Mr G Skosana (ANC) asked what would be the effect of leaving the minimum age of criminal capacity at 10 years old. What is the disadvantage of leaving it as the status quo?
Dr Badenhorst replied that she is not aware of any specific research about crimes committed by children but the annual reports of the Department of Correctional Services usually gives an indication of the crimes for which children have been sentenced. Children can only be sentenced to imprisonment if they are over 14 years. On the question of adults using children to commit offences, the Children’s Act makes it an offence for anyone to use a child to commit a crime. It also provides that it is the duty of court officials and probation officers to report once they become aware that a child has been influenced or coerced by another to commit a crime. She undertook to confirm what the punishment is for a person who uses a child to perpetrate crime and would get back to the Committee. The Children’s Act does not prescribe a penalty for this offence.
On the disadvantages of leaving the minimum age of criminal capacity at 10 years, Dr Badenhorst asserted that if the minimum age is increased, it protects children from exposure to the criminal justice system. For example, already children under the age of 14 cannot be imprisoned and cannot be subjected to mental assessments and this protects them from that exposure.

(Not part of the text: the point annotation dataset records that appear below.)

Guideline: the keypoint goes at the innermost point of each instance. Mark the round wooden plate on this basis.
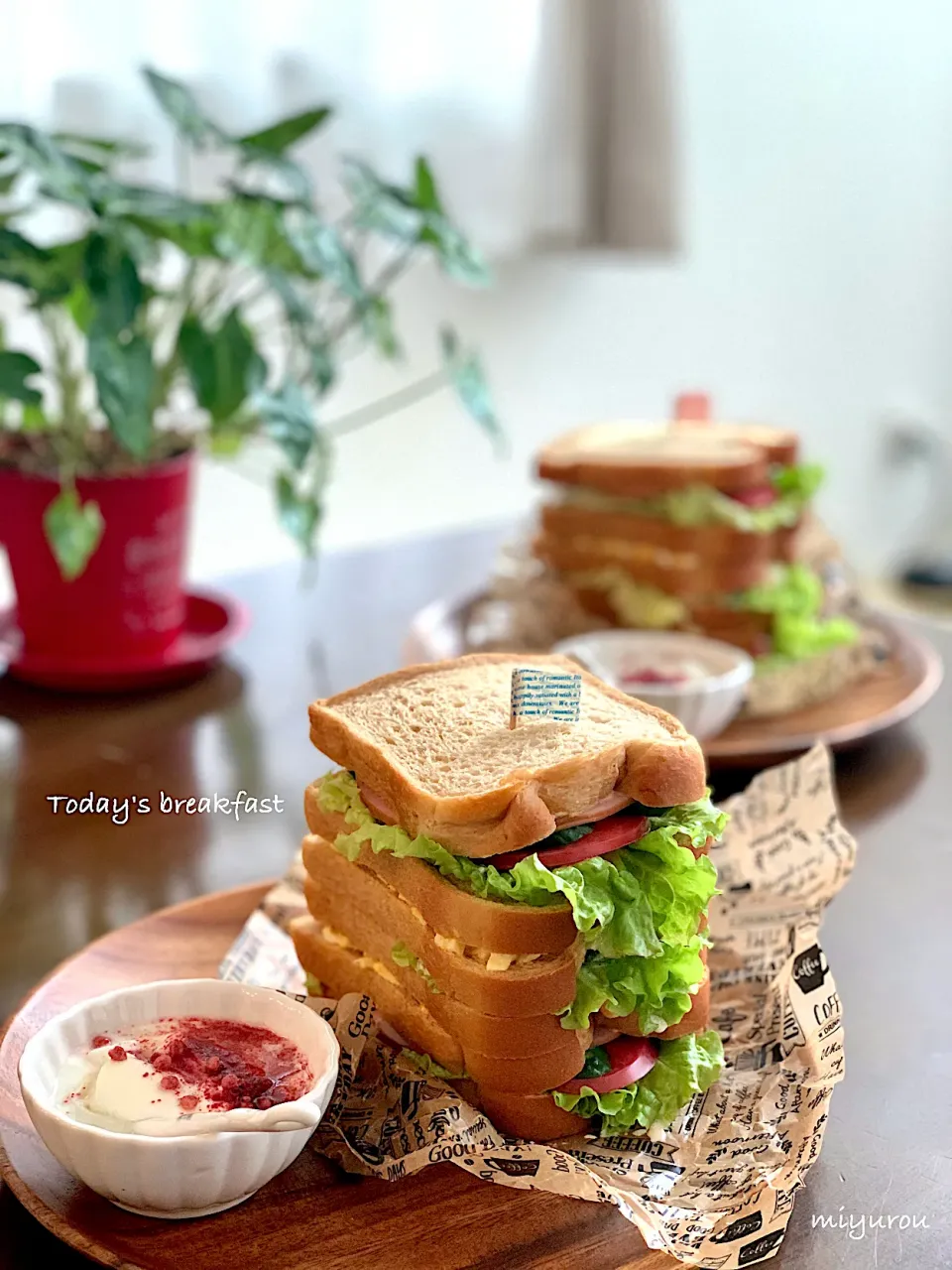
(898, 686)
(311, 1216)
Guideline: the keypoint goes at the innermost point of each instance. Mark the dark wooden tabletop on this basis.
(63, 880)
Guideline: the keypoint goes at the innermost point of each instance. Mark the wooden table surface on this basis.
(63, 880)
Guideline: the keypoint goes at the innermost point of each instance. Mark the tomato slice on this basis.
(761, 495)
(610, 834)
(631, 1057)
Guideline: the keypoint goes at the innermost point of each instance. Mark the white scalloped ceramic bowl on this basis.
(705, 705)
(186, 1175)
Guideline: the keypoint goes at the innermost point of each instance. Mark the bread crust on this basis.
(779, 444)
(711, 543)
(640, 466)
(449, 910)
(522, 811)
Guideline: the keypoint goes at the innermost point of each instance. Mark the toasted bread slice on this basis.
(779, 444)
(708, 543)
(638, 461)
(449, 910)
(678, 572)
(348, 898)
(344, 970)
(434, 742)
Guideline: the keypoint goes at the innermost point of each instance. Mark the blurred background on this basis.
(751, 199)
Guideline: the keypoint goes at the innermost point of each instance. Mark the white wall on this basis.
(812, 287)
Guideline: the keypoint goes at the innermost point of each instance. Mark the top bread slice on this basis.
(433, 742)
(639, 461)
(779, 444)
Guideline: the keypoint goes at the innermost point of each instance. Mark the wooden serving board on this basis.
(311, 1216)
(895, 691)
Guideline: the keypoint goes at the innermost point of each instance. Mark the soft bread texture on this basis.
(779, 444)
(347, 970)
(449, 910)
(350, 899)
(435, 742)
(627, 458)
(678, 572)
(710, 543)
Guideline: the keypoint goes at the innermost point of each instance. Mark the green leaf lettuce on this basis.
(629, 903)
(793, 595)
(684, 1067)
(657, 988)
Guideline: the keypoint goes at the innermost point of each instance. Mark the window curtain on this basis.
(549, 122)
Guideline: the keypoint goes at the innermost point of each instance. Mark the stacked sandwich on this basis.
(527, 907)
(692, 527)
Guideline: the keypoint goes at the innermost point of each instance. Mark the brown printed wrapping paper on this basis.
(719, 1189)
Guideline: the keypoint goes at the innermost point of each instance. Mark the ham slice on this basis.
(380, 807)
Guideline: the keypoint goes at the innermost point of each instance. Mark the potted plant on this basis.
(159, 324)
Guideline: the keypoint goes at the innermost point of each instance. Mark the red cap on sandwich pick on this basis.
(692, 408)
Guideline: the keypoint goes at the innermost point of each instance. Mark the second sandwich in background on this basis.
(527, 907)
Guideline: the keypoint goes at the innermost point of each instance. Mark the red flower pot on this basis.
(128, 602)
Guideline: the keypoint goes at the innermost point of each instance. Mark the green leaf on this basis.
(222, 365)
(22, 262)
(299, 513)
(181, 108)
(289, 421)
(195, 238)
(286, 132)
(425, 194)
(113, 282)
(61, 177)
(157, 204)
(16, 368)
(32, 418)
(684, 1067)
(657, 989)
(109, 148)
(322, 367)
(377, 322)
(456, 255)
(324, 252)
(466, 375)
(252, 231)
(379, 206)
(125, 376)
(73, 531)
(617, 901)
(79, 305)
(298, 309)
(296, 181)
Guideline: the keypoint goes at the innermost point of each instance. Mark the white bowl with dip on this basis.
(701, 681)
(199, 1164)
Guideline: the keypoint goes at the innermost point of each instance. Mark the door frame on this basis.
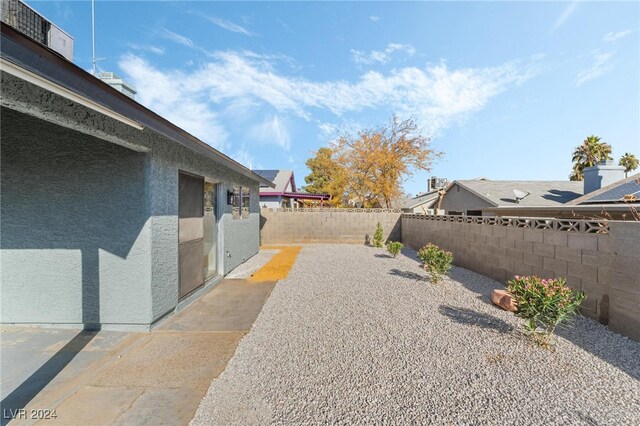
(221, 202)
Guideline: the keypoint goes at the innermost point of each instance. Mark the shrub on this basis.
(437, 262)
(377, 236)
(543, 304)
(394, 247)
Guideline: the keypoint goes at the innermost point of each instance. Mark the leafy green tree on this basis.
(592, 151)
(629, 162)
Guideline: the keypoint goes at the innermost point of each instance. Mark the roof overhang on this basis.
(45, 67)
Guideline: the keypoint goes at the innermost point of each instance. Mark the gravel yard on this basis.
(355, 337)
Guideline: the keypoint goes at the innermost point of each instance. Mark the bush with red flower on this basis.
(544, 304)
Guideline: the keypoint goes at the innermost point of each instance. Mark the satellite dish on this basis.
(520, 195)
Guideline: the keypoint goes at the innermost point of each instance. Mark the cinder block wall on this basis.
(351, 226)
(606, 266)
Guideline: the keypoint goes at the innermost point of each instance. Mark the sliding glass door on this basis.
(210, 261)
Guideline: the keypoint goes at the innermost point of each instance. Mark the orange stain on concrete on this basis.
(279, 266)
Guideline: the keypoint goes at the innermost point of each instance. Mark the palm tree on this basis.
(629, 162)
(592, 151)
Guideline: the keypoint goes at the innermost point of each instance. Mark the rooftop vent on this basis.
(602, 174)
(520, 195)
(26, 20)
(436, 183)
(117, 83)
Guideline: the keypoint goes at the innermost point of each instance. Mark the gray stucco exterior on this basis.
(89, 225)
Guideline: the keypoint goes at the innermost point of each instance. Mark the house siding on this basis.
(69, 189)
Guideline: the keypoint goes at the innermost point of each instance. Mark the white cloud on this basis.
(565, 15)
(611, 37)
(272, 130)
(434, 95)
(601, 65)
(244, 157)
(177, 38)
(381, 56)
(166, 94)
(147, 48)
(229, 26)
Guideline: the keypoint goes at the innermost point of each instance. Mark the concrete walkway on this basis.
(155, 378)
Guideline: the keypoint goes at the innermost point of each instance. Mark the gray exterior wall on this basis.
(327, 225)
(271, 201)
(459, 199)
(75, 232)
(85, 215)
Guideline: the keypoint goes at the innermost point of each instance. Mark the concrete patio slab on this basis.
(107, 377)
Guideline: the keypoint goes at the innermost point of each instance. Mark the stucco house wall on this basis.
(89, 214)
(270, 201)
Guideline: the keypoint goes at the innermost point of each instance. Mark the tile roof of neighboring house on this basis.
(280, 178)
(613, 193)
(541, 193)
(412, 203)
(48, 67)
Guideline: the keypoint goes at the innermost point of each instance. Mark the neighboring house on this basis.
(111, 216)
(422, 203)
(481, 197)
(283, 192)
(619, 200)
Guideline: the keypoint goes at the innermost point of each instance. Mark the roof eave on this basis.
(48, 64)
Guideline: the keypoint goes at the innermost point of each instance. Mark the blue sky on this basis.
(505, 89)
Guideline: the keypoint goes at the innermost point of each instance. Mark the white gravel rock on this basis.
(355, 337)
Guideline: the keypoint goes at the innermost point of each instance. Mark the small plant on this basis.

Mr Swart expressed doubt whether there has been any prosecutions in our criminal justice system for people that use children to commit crimes. He requested Dr Badenhorst to confirm this.
Mr Dingaan Mangena, State Law Advisor: Department of Justice, went through the drafting changes made since the meeting of 23 October 2018. In that meeting, it was agreed that changes suggested by the Committee would be added to the working draft of the Bill and these were presented in this meeting.
Proposed omissions are in red ink with strikethrough and proposed additions are in green ink and underlined. The provisions were rearranged from the previous meeting for ease of reference. Only the layout has changed, not the content (apart from the specific additions and deletions). The amendments addressed and resolved contentious issues and clarified some items that could cause interpretation problems.
There are omissions in page 2 of the Bill. On page 13, certain words have been omitted and others added. On page 41, the section numbers have been changed. On page 50, section 23(1) has been omitted because this provision has been provided elsewhere in the Bill. On page 59, words have been included to increase discretion and not only limit it to the Chief Justice; therefore, someone else can exercise that power in place of the Chief Justice. On page 67, particular words have also been removed from the clause dealing with wrongful search, access or seizure.
On page 74, specific words have been omitted from the provision and replaced. On page 81, some words have been added to section 43(4)(a) ii). Similarly, on pages 86 and 88, words have been added to the clause and others omitted.
On page 93, words have been added. On pages 99 and 107, words have both been omitted and others added. The chapter now states Chapter 9 rather than 10. With reference to the Schedule on page 112, he noted that contravention of sections 8, 9 and 10 of the Cybercrimes Act is included to allow for the Criminal Procedure Act to be applicable to deal with their transgression.
Mr Sarel Robbertse, Senior State Law Advisor: Department of Justice, noted that the discretion of the Chief Justice to issue certain directives under the Bill is because a similar discretion existed under another law. “We omitted everything that dealt with cybersecurity and consulted widely with other stakeholders. Most of the criticisms of the Bill related to the powers granted to the state to regulate issues of cybersecurity and the declaration of critical information infrastructure, which have been struck out of the Bill…All comments were taken into account when finalising this Bill that is currently before the Committee.”
As there were no questions or comments from Members, the Chairperson adjourned the meeting.